Over-zealous financial projections
Realistic expectations are essential when writing a business plan: financial projections that are not attainable will both put investors off and make it hard for you to meet your targets. In many industries, start-ups take a standard route to growth and experience similar financial patterns regardless of their product or services. Caution is better than over-optimism when it comes to financial projections; things never work out as hoped and caution will show to an investor you’re a realistic entrepreneur.

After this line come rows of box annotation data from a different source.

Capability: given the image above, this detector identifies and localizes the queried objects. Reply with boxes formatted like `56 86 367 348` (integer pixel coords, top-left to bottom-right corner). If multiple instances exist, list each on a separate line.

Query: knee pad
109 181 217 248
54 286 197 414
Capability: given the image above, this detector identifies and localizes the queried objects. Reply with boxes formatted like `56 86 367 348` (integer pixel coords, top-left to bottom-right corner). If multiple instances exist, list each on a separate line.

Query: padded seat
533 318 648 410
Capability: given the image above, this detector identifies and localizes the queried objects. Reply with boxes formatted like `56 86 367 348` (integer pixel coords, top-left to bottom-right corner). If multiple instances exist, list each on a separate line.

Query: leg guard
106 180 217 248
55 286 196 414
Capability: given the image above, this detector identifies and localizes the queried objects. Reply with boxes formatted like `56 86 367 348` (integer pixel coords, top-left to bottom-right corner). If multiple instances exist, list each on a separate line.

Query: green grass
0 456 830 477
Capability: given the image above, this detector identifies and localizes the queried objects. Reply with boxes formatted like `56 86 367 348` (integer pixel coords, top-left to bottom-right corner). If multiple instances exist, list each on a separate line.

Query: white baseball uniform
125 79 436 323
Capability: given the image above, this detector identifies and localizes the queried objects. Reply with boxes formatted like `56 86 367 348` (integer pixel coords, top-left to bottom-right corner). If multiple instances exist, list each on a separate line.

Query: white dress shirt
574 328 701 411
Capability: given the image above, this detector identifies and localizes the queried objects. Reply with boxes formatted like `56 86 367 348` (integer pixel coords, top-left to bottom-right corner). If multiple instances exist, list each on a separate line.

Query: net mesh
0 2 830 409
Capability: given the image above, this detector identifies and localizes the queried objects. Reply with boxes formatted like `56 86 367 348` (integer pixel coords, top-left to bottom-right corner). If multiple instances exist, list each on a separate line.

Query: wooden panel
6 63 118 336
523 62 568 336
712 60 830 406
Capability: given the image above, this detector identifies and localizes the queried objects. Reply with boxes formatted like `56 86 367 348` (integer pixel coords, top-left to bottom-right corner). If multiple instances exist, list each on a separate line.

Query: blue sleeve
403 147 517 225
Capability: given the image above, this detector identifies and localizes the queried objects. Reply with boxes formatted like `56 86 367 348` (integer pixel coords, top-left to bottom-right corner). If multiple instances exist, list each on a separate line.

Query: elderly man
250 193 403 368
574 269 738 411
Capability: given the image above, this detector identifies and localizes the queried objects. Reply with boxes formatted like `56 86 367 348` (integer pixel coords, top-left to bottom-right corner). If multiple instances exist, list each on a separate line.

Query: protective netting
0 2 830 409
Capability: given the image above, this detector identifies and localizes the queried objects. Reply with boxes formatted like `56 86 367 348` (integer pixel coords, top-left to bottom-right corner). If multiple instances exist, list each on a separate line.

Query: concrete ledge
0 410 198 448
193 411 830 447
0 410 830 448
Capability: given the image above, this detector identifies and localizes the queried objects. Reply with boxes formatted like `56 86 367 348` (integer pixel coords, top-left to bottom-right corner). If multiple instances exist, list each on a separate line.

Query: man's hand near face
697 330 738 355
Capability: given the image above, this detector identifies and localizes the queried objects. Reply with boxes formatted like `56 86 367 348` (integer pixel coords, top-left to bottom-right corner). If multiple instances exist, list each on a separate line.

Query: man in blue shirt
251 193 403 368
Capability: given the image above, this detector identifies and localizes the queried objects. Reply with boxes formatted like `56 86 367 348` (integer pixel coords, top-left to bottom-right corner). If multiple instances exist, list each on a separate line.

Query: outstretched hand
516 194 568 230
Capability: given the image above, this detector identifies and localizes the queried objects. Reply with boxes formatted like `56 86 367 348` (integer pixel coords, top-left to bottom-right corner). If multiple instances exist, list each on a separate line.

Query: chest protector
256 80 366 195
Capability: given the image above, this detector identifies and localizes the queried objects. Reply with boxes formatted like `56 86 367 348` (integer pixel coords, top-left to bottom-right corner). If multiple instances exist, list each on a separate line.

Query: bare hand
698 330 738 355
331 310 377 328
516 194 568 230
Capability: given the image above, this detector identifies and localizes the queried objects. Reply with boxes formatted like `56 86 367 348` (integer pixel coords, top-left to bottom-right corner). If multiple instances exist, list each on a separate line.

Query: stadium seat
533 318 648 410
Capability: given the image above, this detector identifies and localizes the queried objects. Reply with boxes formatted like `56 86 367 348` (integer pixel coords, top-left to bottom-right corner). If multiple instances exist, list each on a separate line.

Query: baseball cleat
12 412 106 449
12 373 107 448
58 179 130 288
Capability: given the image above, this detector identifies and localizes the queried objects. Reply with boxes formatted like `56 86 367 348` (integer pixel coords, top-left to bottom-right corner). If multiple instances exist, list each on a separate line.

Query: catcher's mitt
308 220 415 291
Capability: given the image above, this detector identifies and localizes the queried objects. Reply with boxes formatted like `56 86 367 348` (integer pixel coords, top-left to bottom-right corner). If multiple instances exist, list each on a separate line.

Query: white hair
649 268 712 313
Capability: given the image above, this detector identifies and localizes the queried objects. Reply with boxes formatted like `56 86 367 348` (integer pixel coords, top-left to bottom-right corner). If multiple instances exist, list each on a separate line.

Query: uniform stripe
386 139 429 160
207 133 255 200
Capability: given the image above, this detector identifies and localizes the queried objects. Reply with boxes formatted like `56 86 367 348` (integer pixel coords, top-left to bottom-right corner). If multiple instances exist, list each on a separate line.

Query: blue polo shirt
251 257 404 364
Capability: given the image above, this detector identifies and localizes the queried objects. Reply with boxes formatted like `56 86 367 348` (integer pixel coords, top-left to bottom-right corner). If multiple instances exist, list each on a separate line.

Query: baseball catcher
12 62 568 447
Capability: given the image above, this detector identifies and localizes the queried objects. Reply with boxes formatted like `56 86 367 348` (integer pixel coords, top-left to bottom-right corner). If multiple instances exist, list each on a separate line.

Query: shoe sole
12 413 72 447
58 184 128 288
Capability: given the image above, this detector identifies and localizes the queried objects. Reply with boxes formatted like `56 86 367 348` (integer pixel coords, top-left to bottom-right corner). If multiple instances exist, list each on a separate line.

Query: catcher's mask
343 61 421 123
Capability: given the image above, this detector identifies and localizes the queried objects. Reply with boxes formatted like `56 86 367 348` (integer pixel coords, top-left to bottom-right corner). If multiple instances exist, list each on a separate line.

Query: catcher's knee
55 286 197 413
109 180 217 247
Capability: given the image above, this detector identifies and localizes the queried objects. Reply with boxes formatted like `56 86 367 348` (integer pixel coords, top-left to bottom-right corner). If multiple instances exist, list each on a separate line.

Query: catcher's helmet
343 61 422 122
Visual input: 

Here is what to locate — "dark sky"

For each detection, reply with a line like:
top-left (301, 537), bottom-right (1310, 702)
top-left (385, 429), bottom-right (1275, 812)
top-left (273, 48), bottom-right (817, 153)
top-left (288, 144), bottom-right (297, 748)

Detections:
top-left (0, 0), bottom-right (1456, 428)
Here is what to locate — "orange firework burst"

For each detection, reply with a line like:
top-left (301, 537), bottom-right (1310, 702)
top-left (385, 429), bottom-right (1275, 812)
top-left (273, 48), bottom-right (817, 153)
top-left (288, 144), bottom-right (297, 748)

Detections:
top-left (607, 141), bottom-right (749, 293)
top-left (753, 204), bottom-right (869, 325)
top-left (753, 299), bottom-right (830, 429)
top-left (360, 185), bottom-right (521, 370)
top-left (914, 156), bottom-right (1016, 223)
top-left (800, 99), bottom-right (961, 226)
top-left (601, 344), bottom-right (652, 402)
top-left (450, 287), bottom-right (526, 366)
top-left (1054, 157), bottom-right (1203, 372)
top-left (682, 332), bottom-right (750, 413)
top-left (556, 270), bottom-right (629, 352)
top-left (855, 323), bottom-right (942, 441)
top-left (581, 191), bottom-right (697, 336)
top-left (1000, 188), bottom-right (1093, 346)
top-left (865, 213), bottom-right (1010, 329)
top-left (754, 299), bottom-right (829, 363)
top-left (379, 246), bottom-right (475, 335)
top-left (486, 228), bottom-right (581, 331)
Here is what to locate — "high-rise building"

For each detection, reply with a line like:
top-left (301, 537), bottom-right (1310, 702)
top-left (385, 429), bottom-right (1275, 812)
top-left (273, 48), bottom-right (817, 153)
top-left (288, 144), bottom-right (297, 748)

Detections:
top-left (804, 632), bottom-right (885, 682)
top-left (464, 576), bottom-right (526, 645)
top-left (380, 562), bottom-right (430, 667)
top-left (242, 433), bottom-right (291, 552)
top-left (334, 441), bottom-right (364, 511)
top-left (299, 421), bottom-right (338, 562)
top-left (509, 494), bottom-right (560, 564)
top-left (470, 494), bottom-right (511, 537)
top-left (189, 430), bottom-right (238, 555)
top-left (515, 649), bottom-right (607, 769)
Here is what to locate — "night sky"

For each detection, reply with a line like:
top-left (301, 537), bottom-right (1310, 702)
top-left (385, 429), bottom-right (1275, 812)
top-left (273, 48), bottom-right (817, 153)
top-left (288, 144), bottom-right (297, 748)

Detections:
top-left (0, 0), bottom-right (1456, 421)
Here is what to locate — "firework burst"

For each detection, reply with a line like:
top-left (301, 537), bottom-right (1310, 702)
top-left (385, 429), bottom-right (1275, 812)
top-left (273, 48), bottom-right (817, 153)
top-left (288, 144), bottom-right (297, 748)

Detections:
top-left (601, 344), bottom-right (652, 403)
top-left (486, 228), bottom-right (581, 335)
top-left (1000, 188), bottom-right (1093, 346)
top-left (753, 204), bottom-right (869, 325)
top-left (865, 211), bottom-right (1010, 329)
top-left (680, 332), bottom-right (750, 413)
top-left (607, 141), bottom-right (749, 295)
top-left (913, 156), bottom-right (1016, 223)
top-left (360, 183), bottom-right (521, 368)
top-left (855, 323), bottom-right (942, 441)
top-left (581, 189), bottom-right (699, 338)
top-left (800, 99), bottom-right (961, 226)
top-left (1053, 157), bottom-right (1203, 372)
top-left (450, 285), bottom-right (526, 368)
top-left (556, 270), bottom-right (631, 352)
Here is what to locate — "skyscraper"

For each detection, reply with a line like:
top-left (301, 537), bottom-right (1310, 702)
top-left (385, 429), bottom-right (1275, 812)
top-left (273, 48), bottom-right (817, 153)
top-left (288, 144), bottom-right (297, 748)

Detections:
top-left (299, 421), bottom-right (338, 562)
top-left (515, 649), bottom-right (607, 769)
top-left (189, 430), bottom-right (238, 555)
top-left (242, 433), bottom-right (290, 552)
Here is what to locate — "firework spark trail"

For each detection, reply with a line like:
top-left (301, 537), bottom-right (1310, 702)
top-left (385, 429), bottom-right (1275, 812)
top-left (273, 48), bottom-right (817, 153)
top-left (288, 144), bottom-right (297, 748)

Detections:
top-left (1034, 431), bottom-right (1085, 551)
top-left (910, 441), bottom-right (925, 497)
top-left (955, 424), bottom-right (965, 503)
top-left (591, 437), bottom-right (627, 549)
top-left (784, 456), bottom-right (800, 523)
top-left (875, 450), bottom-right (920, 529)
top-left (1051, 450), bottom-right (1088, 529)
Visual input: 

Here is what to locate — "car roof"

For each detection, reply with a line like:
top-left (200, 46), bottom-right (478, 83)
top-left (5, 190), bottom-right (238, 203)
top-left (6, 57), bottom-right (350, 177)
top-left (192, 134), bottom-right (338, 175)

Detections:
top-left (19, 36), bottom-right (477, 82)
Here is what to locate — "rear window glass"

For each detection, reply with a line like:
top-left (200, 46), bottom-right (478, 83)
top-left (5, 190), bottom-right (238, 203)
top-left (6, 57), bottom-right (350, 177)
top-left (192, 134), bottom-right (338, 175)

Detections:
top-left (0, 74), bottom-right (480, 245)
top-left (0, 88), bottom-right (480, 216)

Entrepreneurs often overestimated the size of their target market and therefore the number of customers likely to buy their products or services. This has a knock-on effect to all other tenets of the business plan, such as financial projections and growth predictions. This shows inexperience; businesses typically attempt to succeed in one or two smaller niches, building a customer base and growing organically, particularly in the early stages. It’s important to show a deep understanding of how firms attempt to gain market share; if in doubt, it’s better to underestimate your potential customers rather than overestimate them.
Superhuman time scales
Building a successful business takes time and a lot of it. When writing business plans first-time entrepreneurs often underestimate the time to important financial and logistical milestones. This, in turn, can skew financial projections and generally make the business plan untenable, seriously reducing the chance of gaining investment from banks and private investors. The fact that everything takes longer in business than you initially think is a widely repeated maxim; if you show no knowledge of this then you’ll come across as an amateur.
Inflating your idea
Even the best business ideas do not automatically translate into successful businesses; they still take plenty of hard work, dedicating and discipline to be brought to market. Yet some entrepreneurs overestimate the value of their idea and the value it brings to the business, while underestimating the importance of hard work and dedication. Investors will be less likely to invest in your business if you can’t show knowledge of how successful businesses are built and maintained.
Profit ahead of cash
Profit is understandably on every entrepreneur’s mind but in terms of business growth it’s better to focus on cash flow; in the early stages of your company sufficient liquidity will be essential to success. Very few businesses are profitable in their first few years of operation, and many fail because there isn’t enough cash in the company for all the required outgoings. Therefore an understanding of cash flow – and how it’s likely to stand in the early stages of the business – is essential when writing a business plan. Investors will want to know you’ll be able to keep your business afloat.